The Publisher's Desk: Some truly clever ways to cook a turkey

It’s my favorite time of the year. 

Not only will there be turkey ... there will be Dublin Elementary kids teaching us how to make a turkey — in all of their bright, clever and hilarious ways. 

This year’s third graders are particularly inventive and expressive. I know Julie Ivie is a writing teacher for third grade, and she (along with the other third grade teachers) are clearly doing an excellent job. 

In fact, the whole elementary has been increasing its test scores and impressing me and my family. 

These funny responses from the kids are just proof that some creative thinking is happening at Dublin Elementary. 

For example, Madison Gain from third grade really struggled with wanting to do the assignment well and feeling sorry for the turkey. 
Oh! Poor little turkeys! They always get cooked. I don’t like eating them, but this is how I think they are cooked. First, you take off their head, but please do not. Next you pluck all of their feathers. Finally, you throw the turkey in the pan and please enjoy, I know I will not!

Darshana Baral from second grade was really excited about the prompt, opening up with, Wow Turkey, my delicious dish and love ... 
Cooking with that kind of passion is sure to make it taste good. 

On the other hand, Jonathan Enhorabuena from second grade took a no-nonsense approach to making a turkey. 
Easy. My mom orders from Hard eight and she’s done. Mom says aint Nobody got time for that.
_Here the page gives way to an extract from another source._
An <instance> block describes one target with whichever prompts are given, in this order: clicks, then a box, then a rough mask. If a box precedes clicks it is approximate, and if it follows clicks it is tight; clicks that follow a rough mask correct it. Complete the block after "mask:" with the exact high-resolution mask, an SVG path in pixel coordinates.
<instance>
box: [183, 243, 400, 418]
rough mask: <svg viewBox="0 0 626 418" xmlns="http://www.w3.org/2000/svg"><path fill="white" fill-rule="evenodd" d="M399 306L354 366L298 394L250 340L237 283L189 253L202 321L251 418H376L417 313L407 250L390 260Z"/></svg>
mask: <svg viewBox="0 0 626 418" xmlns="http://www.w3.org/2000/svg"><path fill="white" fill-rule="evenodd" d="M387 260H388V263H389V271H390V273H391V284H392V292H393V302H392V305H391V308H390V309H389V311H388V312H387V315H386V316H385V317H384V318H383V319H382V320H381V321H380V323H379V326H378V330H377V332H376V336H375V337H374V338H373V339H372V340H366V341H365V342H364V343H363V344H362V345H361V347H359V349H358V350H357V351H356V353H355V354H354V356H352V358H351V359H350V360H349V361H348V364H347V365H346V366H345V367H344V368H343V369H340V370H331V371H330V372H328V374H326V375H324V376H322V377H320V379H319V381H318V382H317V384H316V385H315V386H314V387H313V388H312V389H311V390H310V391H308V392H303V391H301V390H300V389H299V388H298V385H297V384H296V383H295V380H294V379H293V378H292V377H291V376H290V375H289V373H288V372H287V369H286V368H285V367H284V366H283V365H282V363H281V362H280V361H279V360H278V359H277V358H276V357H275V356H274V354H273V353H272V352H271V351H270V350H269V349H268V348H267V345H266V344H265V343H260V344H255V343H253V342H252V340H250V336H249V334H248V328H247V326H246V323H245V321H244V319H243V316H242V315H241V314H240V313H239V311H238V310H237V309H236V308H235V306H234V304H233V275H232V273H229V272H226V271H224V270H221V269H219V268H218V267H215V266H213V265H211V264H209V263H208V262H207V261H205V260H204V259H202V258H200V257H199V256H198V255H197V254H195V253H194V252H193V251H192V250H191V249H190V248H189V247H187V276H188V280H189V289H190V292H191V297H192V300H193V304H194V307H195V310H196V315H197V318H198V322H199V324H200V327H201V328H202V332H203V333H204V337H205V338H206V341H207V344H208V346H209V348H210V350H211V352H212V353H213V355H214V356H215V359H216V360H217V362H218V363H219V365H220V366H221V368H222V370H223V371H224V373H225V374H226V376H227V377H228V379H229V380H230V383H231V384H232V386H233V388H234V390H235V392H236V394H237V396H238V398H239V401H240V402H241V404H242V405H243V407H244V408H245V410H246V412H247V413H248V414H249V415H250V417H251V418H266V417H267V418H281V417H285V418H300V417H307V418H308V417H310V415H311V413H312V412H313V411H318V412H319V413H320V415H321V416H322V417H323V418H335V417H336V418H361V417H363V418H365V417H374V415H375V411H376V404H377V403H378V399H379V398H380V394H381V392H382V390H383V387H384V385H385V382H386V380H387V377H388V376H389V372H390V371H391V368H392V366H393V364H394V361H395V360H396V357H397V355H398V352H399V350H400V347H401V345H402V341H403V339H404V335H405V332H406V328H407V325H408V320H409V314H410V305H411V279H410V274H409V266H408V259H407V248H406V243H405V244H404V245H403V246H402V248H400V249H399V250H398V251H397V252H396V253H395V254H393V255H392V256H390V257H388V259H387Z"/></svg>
Then there’s Luke Thompson-Hines, who has clearly spent some time observing someone in his house cooking — he’s at least seen someone make boiled eggs and core and preserve an avocado. 
I would try to catch it, heat it up, cut in half so everybody could eat. Put some salt and pepper on it and some salad around it. Sometimes you put eggs in water and cook them a long time, then you get avocados and take out the pit seed and put the eggs in them. You sprinkle tomatoes around on them. You put lemon juice on top.
Very impressive!

Alyssa Whiddon, along with many others, showcased the onomatopoeia’s the third grade must be working on. 
Gobble! Gobble! I think cooking a turkey is easy. First, I shoot a turey “BAM!” Next, I pluck the turkeys feathers “Bing”, “Bing”, “Bing”. Third, I put peprs on it “shing”, “shing”, “shing”. After that, I put it in the oven andcook it for 6 hours. Finaly, I get it out of the oven and eat it.

Isabel Puerta from Pre-K wasted no time in writing her response. 

The prompt we gave each student was, “How do you cook a turkey? (Be descriptive?)”

Her response? Cook it.

These are just my favorites. There are literally hundreds of them. Please, find some of your own favorites.